My idea is that any entry in the "about pages" channel actually creates a page within the section. And so within that section's index template, I use two channel loops - one in the body area, which uses a limit of 1, and one in the sidebar with a limit of perhaps 30 (let's assume I don't expect the client to ever create more than that number of pages in the section, for example) and dynamic="no" to ensure that it displays the same way even when the URL changes.
That approach alone will allow each entry to act as a page within the section. And so the client can then easily create a page for "Staff" or "Locations" or "Our History" or "Returns Policy" - really whatever they dream up. But how do they tie the staff channel entries to the entry in the about channel that the client has created for the Staff content? The client doesn't need the ability to format the list of staff members - just to indicate that they would like that content to display on that specific "page" they created as an entry.

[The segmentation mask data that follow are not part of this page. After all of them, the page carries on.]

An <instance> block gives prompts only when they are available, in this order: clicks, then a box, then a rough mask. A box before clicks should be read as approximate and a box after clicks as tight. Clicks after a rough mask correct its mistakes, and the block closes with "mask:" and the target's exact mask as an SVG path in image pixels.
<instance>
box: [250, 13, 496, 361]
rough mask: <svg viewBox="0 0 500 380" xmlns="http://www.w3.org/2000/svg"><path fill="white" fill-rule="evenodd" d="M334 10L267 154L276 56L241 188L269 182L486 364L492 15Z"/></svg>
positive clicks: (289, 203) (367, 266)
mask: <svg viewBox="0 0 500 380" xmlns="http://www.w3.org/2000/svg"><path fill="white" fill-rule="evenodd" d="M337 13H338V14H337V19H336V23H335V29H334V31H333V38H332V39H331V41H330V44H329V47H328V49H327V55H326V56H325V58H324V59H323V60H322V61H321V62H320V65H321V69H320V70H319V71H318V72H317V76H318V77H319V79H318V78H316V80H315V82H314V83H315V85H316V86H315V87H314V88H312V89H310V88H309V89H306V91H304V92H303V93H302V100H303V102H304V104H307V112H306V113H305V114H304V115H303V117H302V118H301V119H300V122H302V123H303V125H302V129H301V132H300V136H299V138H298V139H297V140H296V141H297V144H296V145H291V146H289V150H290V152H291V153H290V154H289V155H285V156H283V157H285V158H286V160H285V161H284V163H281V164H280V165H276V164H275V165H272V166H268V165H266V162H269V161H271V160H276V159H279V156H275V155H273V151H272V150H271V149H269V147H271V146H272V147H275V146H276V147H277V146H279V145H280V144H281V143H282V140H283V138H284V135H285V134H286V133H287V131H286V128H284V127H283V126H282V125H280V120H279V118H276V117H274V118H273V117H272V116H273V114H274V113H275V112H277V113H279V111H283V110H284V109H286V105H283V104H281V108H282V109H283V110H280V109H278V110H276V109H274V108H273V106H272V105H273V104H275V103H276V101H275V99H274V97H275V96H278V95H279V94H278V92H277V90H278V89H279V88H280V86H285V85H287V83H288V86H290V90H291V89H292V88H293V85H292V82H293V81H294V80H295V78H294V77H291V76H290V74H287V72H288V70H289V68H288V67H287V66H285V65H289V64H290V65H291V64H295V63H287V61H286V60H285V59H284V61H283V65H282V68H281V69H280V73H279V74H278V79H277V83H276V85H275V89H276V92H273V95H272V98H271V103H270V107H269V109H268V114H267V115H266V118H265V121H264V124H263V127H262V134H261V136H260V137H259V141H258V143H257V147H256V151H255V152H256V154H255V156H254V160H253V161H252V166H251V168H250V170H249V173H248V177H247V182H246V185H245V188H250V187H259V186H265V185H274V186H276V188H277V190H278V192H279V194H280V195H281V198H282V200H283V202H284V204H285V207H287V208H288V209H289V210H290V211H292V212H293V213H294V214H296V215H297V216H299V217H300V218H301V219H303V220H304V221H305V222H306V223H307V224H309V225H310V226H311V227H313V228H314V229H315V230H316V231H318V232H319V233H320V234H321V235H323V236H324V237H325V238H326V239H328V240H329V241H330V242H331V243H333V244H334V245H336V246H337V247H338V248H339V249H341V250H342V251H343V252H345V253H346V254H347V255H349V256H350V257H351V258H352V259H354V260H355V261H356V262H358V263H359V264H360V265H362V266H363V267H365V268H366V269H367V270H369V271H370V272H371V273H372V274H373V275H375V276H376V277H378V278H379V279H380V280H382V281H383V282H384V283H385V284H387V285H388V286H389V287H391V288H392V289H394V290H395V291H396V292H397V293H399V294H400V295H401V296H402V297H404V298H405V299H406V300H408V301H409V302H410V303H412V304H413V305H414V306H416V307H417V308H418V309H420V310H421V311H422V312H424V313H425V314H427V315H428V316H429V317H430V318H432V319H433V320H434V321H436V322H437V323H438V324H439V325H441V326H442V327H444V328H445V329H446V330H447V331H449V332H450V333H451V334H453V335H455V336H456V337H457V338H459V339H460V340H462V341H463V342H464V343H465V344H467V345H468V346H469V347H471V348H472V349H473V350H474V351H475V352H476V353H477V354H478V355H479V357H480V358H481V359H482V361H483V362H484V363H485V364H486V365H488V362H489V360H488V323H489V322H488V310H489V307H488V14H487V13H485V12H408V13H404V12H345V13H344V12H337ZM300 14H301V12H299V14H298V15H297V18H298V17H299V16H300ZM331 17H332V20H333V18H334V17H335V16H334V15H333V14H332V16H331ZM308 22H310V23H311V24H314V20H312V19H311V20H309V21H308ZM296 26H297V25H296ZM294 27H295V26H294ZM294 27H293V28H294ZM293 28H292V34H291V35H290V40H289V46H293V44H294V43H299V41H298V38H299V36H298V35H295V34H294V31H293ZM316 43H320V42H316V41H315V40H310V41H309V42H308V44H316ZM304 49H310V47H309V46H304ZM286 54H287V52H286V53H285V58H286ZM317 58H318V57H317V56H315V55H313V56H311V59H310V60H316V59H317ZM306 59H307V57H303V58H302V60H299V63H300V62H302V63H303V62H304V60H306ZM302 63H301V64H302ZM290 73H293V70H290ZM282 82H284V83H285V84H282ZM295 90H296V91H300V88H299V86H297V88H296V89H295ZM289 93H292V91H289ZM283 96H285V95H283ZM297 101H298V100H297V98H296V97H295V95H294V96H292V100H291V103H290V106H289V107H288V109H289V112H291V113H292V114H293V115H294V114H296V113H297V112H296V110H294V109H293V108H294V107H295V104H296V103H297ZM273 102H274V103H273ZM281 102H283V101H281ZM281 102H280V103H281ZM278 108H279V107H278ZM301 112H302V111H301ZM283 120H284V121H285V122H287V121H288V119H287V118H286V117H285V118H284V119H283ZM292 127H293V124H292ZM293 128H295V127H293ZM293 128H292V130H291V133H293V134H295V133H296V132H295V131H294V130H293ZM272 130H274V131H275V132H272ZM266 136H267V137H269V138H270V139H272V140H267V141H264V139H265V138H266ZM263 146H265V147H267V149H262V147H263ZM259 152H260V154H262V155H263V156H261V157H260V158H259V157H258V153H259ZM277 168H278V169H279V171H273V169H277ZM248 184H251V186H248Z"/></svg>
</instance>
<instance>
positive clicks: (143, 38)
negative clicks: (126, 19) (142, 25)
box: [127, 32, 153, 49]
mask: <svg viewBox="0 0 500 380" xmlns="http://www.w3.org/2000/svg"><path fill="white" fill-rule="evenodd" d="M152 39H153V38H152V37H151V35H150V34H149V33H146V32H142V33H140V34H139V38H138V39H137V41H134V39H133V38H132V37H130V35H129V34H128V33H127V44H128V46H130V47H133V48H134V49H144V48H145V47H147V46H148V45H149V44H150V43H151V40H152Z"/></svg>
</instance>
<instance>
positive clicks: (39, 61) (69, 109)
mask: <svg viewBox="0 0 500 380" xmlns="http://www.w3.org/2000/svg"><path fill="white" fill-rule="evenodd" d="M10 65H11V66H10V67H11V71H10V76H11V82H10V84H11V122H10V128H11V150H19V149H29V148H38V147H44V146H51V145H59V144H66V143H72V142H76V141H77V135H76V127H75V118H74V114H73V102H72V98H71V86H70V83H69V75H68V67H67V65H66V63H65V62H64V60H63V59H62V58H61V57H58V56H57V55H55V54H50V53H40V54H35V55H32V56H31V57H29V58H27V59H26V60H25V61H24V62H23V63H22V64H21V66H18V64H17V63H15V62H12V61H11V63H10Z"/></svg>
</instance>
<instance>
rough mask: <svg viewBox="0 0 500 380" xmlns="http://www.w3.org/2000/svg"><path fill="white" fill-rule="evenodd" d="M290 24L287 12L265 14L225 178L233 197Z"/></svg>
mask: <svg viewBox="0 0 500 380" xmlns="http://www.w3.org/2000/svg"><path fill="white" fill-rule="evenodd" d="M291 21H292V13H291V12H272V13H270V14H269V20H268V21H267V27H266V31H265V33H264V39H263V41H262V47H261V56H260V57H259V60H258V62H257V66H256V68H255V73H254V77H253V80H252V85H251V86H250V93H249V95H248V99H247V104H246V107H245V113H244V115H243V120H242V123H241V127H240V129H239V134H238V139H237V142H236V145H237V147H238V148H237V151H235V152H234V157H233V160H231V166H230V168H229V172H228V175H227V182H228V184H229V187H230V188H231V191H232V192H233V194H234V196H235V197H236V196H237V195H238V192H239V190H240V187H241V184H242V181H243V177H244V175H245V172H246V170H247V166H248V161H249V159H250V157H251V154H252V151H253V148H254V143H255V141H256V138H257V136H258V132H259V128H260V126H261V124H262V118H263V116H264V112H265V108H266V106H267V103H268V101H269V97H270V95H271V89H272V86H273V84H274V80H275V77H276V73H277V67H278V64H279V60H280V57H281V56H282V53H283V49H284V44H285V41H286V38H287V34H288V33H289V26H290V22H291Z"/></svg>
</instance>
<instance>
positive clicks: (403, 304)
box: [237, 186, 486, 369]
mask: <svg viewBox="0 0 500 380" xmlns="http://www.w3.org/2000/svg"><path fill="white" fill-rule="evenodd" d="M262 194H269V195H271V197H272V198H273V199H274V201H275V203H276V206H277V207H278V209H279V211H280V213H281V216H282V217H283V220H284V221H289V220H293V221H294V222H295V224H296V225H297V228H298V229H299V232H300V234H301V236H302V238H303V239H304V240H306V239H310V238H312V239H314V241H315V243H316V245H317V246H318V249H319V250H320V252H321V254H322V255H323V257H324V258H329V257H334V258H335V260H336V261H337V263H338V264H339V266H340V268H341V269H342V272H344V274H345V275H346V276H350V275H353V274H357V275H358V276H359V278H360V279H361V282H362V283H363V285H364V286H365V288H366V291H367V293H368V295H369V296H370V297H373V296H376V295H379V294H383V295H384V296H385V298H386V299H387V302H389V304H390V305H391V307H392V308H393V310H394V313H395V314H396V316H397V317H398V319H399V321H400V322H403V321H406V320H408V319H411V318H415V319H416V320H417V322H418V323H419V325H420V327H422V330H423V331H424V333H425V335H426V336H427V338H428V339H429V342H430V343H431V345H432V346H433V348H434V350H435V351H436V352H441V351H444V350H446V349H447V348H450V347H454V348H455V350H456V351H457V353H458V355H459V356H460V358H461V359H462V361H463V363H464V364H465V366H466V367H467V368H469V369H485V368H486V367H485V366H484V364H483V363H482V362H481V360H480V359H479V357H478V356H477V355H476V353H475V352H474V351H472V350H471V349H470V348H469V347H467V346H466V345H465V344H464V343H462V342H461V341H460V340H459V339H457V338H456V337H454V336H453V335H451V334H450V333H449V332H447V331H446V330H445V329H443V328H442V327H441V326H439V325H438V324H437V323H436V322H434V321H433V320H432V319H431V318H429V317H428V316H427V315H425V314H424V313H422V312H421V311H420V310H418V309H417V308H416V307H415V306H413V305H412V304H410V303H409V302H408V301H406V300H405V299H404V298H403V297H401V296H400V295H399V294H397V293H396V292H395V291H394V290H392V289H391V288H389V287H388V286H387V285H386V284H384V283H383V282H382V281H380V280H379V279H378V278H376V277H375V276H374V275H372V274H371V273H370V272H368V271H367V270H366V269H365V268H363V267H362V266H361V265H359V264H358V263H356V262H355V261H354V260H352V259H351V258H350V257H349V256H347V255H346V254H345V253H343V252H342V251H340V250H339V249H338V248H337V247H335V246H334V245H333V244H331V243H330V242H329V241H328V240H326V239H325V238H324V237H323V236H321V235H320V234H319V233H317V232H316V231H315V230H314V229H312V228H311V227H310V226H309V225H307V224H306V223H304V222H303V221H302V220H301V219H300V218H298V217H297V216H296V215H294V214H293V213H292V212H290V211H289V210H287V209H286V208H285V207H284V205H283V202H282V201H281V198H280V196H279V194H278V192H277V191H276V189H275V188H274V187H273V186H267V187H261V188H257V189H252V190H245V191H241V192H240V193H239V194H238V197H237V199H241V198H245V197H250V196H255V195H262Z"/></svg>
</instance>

And so I create a sub-template for the list view of the staff - all pre-formatted and ready to drop in where the client needs it.
To do this, I add a custom field to my "about pages" field group to allow the client to select which custom, section-specific subtemplate they would like displayed right after the body field content - I usually use a radio button so they can see all the options available, and i make the first one "none" (since clearly not every page entry actually needs a subtemplate to be displayed).
And so in my template, we look to see what they have selected in that field (I tend to use Switchee for this) and then if it's something other than "none", such as "staff list" or "locations list" then the sub-template is used. Since that subtemplate involves pulling content from another channel, you may need to approach this with an embed (since you can't have an entries loop inside another entries loop - though there are add-ons and techniques to get around that as well). It does require you to think ahead and plan specific options for them to select and display conditionally within the template. But I have used this approach many times now and clients really seem to like it and find it easy to use.
So then within the "about" section, like @nonprofit_tech outlined, I wind up with only a couple of templates (and a couple of "embed" templates as well for the lists appropriate to the section). The index template handles the display of all the page content, and the embedded sub-templates handle displaying the listing of staff, locations, etc), and then I need a display template for a staff person's profile, for example. So something like this:
About Template Group - index - bio (single staff profile template) - location (single location details template) - staff-list-embed (list of staff) - locations-list-embed (list of locations)
I actually tend to actually put embeds all in one "embeds" template group, but I display then here to show you that with this example, you would have only 5 templates in total needed for the about section.
Hope you find the example useful.
I don't do a channel per page, that wouldn't even make sense for many dynamic sites with the same content spanning multiple pages. I make a channel for every stream of data (a news channel, a program channel) and one channel for all the fairly static pages that I want to be editable in the CP. I then use the pages module or one of the more complex Addon's to lay out their URL structure and hierarchy on the site.